Fukuoka City is an amazing, vibrant place. Plenty to see and
do, with a rich, diverse community of foreigners living and working
here. Fukuoka City is actually made up of several smaller cities,
all absorbed into one, most notably Hakata, which was founded
well over 1000 years ago and was the site of the Mongol Invasions
of Japan in the late 13th century.
The hotspot of Fukuoka City is the Tenjin district, with so much
to see and do that after three years I still had plenty to discover.
Shops, department stores, restaurants, clubs, karaoke bars, pachinko
parlors, arcades, and bars, everywhere, on multiple levels above
and below ground. And, oh yes, the street-side yatai,
offering up steaming bowls to Fukuoka's famous ramen noodles until
the wee hours of the morning.
This is the remains of Fukuoka Castle. There is nothing left
of it now except walls, but the complex is very large, multi-tiered,
and fascinating to walk through. This is the entrance.
This is where the central keep would have sat. A local told me
that the castle was destroyed in WWII, and hasn't been rebuilt.
The view from the top of the castle affords and impressive view
of the city. In the distance, is Fukuoka Dome, where the Fukuoka
Softbank Hawks, perennially one of the top two or three teams
in Japan, play baseball.
Here's a distant view of a Fukuoka landmark, Fukuoka Tower.

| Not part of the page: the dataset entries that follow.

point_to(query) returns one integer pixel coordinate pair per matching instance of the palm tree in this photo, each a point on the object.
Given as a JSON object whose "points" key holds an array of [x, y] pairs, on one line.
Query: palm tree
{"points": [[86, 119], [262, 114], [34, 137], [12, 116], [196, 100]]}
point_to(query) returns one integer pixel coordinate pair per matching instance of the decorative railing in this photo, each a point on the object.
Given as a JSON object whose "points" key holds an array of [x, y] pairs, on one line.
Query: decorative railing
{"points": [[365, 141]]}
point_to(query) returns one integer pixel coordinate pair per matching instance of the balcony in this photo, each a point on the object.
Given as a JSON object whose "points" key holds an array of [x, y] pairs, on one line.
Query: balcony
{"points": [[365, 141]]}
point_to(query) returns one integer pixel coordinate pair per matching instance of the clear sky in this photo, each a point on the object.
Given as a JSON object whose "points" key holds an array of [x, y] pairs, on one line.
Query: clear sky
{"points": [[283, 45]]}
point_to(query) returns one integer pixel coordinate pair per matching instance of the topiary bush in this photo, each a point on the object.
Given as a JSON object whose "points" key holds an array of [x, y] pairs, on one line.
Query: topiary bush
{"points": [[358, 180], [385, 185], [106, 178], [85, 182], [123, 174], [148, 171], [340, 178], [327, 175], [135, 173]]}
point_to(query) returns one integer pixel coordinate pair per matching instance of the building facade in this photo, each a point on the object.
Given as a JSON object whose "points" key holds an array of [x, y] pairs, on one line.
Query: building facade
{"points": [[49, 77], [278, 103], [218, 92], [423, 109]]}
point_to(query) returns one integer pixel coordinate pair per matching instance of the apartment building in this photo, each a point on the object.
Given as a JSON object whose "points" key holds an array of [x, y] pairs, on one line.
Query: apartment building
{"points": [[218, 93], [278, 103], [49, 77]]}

Here are some shots from Fukuoka pier after dark, looking back
toward Tenjin. In retrospect, it probably wasn't too safe to be
out there alone, and I do mean alone, after dark.
Modern-day Hakata Bay.
Fukuoka Tower, in two bites.
Near Fukuoka Tower is the Fukuoka City Museum. This is a model
of a boat that similar to those that used to ply the waters between
Japan, China, and Korea during the medieval period.